The Laser Direct Metal Deposition (LDMD) process offers notable advantages and obtains wide application in aerospace, defence equipment and other industrial sectors. However, the characteristics of multiple-inputs and low-efficiency in the process will bring about high carbon footprint. Additionally, the carbon footprint fluctuates with processing states and equipment systems owing to the discontinuous process in LDMD involving the layer-by-layer deposition and the laser-powder coupling. This paper investigated dynamic carbon footprint based on the resource and energy consumption from the process-oriented standpoint in LDMD process, which quantified the processing time, power distribution and material consumption of each processing state for every sub-system.

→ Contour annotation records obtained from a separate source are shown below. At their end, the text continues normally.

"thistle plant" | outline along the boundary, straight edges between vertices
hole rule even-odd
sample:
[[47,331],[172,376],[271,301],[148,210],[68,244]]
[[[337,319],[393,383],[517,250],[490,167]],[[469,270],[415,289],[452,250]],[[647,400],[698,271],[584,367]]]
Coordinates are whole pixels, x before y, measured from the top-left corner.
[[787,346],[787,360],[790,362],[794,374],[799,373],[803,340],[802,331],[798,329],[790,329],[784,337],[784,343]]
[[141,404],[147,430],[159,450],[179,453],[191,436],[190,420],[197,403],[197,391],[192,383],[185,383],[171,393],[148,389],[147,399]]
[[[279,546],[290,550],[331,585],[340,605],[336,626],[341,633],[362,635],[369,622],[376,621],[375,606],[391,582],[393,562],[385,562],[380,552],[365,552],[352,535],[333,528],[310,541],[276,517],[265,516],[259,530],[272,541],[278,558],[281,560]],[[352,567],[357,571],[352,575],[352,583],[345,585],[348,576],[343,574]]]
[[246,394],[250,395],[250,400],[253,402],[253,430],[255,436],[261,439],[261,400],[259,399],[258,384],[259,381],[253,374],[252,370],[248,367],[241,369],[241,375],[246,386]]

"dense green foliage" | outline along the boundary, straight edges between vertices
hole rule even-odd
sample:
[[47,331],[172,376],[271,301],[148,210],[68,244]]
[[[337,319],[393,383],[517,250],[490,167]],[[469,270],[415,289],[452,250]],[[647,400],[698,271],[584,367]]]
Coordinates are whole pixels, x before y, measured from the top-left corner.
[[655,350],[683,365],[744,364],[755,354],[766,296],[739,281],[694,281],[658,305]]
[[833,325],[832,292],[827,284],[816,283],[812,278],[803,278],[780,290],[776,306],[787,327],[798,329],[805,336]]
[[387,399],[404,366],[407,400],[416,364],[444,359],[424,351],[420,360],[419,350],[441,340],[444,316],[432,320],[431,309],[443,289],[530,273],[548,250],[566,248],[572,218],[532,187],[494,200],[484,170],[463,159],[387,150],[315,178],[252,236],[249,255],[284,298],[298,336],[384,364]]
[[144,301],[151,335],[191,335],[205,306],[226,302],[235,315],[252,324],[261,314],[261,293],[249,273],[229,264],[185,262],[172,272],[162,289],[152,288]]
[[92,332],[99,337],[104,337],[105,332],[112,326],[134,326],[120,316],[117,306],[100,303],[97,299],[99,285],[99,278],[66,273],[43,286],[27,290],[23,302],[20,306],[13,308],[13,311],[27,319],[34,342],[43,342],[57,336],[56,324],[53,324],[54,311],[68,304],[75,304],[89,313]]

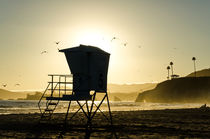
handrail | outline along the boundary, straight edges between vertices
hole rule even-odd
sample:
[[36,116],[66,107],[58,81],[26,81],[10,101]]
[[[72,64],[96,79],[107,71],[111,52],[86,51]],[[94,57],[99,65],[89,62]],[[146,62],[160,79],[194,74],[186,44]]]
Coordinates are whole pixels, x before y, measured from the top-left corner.
[[66,76],[66,77],[73,77],[72,74],[48,74],[48,76]]
[[41,103],[42,98],[44,97],[45,93],[47,92],[49,86],[50,86],[50,83],[48,83],[47,88],[45,89],[44,93],[42,94],[42,96],[41,96],[41,98],[39,99],[39,102],[38,102],[38,107],[39,107],[39,110],[40,110],[41,113],[42,113],[42,110],[41,110],[41,107],[40,107],[40,103]]
[[[53,94],[54,94],[54,91],[55,90],[59,90],[59,94],[58,94],[58,96],[59,97],[61,97],[61,94],[63,94],[63,93],[61,93],[60,91],[64,91],[64,94],[66,94],[66,91],[68,91],[69,89],[66,89],[66,86],[65,86],[65,89],[60,89],[60,84],[73,84],[73,82],[67,82],[66,81],[66,78],[71,78],[71,77],[73,77],[73,75],[72,74],[70,74],[70,75],[60,75],[60,74],[49,74],[48,76],[51,76],[52,78],[54,77],[54,76],[56,76],[56,77],[59,77],[59,82],[57,82],[57,81],[54,81],[53,79],[52,79],[52,81],[51,82],[48,82],[48,85],[47,85],[47,87],[46,87],[46,89],[45,89],[45,91],[43,92],[43,94],[42,94],[42,96],[41,96],[41,98],[39,99],[39,102],[38,102],[38,107],[39,107],[39,111],[40,111],[40,113],[43,113],[43,110],[42,110],[42,108],[41,108],[41,101],[43,100],[43,98],[44,98],[44,96],[46,95],[46,92],[48,91],[48,90],[51,90],[51,93],[50,93],[50,96],[51,97],[53,97]],[[61,77],[64,77],[65,78],[65,81],[64,82],[61,82],[61,80],[60,80],[60,78]],[[57,87],[58,87],[58,85],[59,85],[59,89],[56,89]],[[51,86],[51,88],[49,88]],[[53,88],[52,88],[53,87]],[[72,91],[72,90],[71,90]],[[48,101],[46,102],[46,108],[48,107]]]

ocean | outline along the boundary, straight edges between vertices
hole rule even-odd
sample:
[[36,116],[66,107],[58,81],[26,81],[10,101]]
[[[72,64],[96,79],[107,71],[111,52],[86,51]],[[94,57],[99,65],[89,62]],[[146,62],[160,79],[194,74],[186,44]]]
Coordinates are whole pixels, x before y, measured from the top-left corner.
[[[99,102],[95,102],[97,105]],[[42,103],[45,105],[45,102]],[[161,110],[179,108],[199,108],[200,103],[141,103],[141,102],[110,102],[111,111],[137,111],[137,110]],[[59,102],[55,113],[65,113],[68,102]],[[76,111],[78,105],[71,103],[71,111]],[[102,111],[107,111],[107,104],[103,103]],[[27,114],[40,113],[37,100],[0,100],[0,114]]]

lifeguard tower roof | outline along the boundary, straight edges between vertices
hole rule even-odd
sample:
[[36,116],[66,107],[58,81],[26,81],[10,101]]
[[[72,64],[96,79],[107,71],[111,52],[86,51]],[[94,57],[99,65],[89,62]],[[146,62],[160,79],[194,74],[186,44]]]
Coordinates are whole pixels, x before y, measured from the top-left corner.
[[107,91],[107,73],[110,54],[102,49],[80,45],[60,50],[64,52],[71,74],[75,94],[89,94],[89,91]]
[[68,52],[68,51],[80,51],[80,52],[83,51],[83,52],[96,52],[96,53],[109,54],[106,51],[104,51],[104,50],[102,50],[102,49],[100,49],[98,47],[91,46],[91,45],[83,45],[83,44],[80,44],[77,47],[72,47],[72,48],[59,50],[59,52]]

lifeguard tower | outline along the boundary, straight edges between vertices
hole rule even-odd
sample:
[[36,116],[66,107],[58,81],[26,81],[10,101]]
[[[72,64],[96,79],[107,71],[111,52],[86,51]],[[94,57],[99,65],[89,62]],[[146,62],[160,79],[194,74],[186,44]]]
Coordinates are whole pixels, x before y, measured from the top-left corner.
[[[107,73],[110,54],[94,46],[80,45],[74,48],[59,50],[64,52],[71,75],[49,75],[51,81],[38,102],[41,119],[51,119],[53,112],[60,101],[68,101],[69,105],[65,116],[71,112],[71,102],[75,101],[79,108],[70,117],[69,121],[82,111],[87,118],[87,125],[95,114],[100,111],[112,125],[112,115],[107,94]],[[71,87],[70,87],[71,86]],[[95,103],[96,95],[103,94],[99,103]],[[107,100],[109,116],[106,116],[100,106]],[[46,102],[45,107],[42,104]],[[86,107],[86,108],[85,108]]]

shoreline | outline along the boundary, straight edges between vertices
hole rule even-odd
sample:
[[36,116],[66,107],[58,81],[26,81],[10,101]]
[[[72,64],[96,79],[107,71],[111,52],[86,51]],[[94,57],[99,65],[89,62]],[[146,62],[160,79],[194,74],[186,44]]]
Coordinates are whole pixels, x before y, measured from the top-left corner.
[[[119,138],[210,138],[209,108],[113,111],[112,116]],[[55,113],[50,122],[39,124],[39,113],[0,115],[0,137],[57,138],[64,132],[64,118],[65,113]],[[97,113],[94,118],[93,130],[87,132],[84,115],[78,113],[71,122],[68,121],[63,137],[84,138],[90,133],[90,137],[100,138],[113,135],[111,126],[101,114]]]

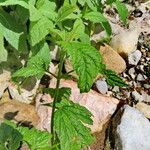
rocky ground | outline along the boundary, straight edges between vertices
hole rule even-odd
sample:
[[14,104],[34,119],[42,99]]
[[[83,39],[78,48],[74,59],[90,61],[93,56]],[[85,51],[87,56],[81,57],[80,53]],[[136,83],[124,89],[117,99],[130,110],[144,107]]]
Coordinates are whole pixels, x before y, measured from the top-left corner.
[[[114,15],[114,9],[106,8],[113,36],[99,51],[106,67],[117,72],[128,87],[109,86],[100,76],[93,90],[80,94],[75,81],[61,81],[61,86],[72,89],[71,99],[93,114],[90,128],[97,140],[88,150],[150,150],[150,2],[129,1],[127,7],[128,28]],[[94,34],[91,40],[98,43],[103,35],[103,31]],[[57,60],[56,53],[57,47],[52,53],[53,60]],[[65,69],[71,68],[69,60],[66,61]],[[57,64],[51,64],[50,70],[55,74]],[[76,74],[71,75],[76,78]],[[51,78],[45,76],[41,83],[30,78],[18,92],[10,72],[0,74],[0,120],[24,121],[49,131],[51,108],[42,104],[52,99],[39,94],[38,89],[43,85],[54,87],[56,81]]]

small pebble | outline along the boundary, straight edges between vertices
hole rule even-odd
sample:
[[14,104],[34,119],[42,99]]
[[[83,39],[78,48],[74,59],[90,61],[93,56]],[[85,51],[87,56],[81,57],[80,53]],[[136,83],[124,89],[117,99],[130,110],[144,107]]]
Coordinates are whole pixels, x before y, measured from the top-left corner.
[[131,76],[132,79],[135,78],[135,69],[134,68],[130,68],[128,73],[129,73],[129,75]]
[[142,74],[138,74],[136,80],[137,81],[145,81],[145,78]]
[[142,102],[144,100],[143,96],[139,94],[137,91],[133,91],[131,95],[136,101]]
[[128,57],[129,64],[137,65],[142,57],[142,53],[139,50],[134,51]]
[[96,81],[96,87],[97,87],[98,91],[102,94],[106,94],[108,91],[108,85],[107,85],[106,81],[103,81],[103,80]]
[[116,93],[120,92],[119,86],[114,86],[114,88],[112,89],[112,91],[116,92]]
[[134,17],[138,18],[138,17],[142,17],[143,12],[139,9],[134,10]]
[[144,87],[145,87],[146,89],[150,89],[150,84],[144,84]]

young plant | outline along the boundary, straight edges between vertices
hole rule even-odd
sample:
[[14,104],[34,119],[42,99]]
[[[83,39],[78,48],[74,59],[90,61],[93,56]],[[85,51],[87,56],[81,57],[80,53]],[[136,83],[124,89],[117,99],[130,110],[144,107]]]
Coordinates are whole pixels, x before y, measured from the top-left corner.
[[[121,20],[126,23],[126,8],[119,0],[107,0],[106,4],[114,4]],[[92,124],[92,114],[70,100],[71,89],[60,88],[65,59],[70,59],[78,75],[81,93],[91,89],[100,73],[111,85],[126,85],[114,72],[105,68],[100,53],[90,42],[95,24],[104,28],[107,37],[111,36],[110,24],[103,16],[104,5],[99,0],[0,2],[0,53],[3,56],[0,62],[2,67],[11,67],[15,71],[13,79],[23,81],[30,76],[41,79],[44,74],[49,74],[49,45],[59,46],[59,69],[58,74],[54,75],[56,87],[44,89],[54,99],[49,104],[52,107],[51,147],[59,143],[58,149],[79,150],[94,141],[90,129],[85,126]],[[7,59],[17,60],[20,64],[24,60],[26,63],[21,68],[20,65],[14,68]],[[16,71],[16,68],[19,70]]]

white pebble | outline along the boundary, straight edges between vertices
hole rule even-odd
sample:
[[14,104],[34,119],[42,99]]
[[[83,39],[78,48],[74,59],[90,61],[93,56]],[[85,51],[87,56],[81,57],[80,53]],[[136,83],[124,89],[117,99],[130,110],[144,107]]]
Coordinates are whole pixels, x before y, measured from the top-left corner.
[[106,81],[103,81],[103,80],[96,81],[96,87],[97,87],[98,91],[102,94],[106,94],[108,91],[108,85],[107,85]]
[[129,64],[137,65],[142,57],[142,53],[139,50],[134,51],[128,57]]

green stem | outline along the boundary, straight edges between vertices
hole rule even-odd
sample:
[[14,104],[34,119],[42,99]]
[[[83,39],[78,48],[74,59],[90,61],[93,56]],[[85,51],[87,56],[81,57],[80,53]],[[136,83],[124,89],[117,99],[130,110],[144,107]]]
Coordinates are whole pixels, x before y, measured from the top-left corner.
[[51,139],[51,146],[55,144],[55,131],[54,131],[54,112],[56,108],[56,102],[58,99],[59,95],[59,85],[60,85],[60,80],[61,80],[61,75],[62,75],[62,69],[63,69],[63,62],[64,62],[64,57],[65,57],[65,52],[62,50],[61,58],[60,58],[60,63],[59,63],[59,71],[57,75],[57,83],[56,83],[56,92],[54,96],[54,101],[52,104],[52,115],[51,115],[51,134],[52,134],[52,139]]

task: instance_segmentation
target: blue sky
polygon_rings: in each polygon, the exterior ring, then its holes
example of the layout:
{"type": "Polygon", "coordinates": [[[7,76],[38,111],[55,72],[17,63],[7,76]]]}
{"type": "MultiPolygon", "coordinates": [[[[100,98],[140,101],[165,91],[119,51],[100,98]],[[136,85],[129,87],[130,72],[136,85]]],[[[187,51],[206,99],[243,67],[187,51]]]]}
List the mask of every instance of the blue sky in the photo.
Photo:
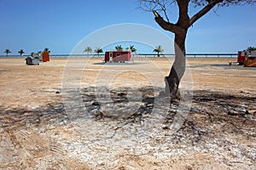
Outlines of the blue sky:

In this research, the discontinuous process was divided into effective processing state, rapid moving state and transformed delay state and the processing time of each state were estimated with process parameters. Besides, the operating state time and power distribution of five sub-systems were estimated combining the equipment triggering mechanism and the processing state time. The orthogonal experiment was carried out to deposit the 316L stainless steel powder into parts with the size of 15 mm*15 mm*10 mm under the given process parameter conditions (Vf ∈ [8,12] g/min, P ∈ [600,1000] w, Vs ∈ [500,900] mm/min). The results show that carbon footprint of deposited parts fluctuates in the range of 3624.68–15759.08 g under parameter combinations and the low carbon footprint parameter-interval is obtained. The average carbon footprint of effective processing state, the transformed delay state and the rapid moving state account for 55%, 40% and 5% respectively, while the carbon footprint of powder supply sub-system contributes to 68% among the five sub-systems. This research revealed and qualified the dynamicity of carbon footprint at the levels of processing states, process parameters and sub-systems, offering potential for carbon footprint reduction in advanced manufacturing processes.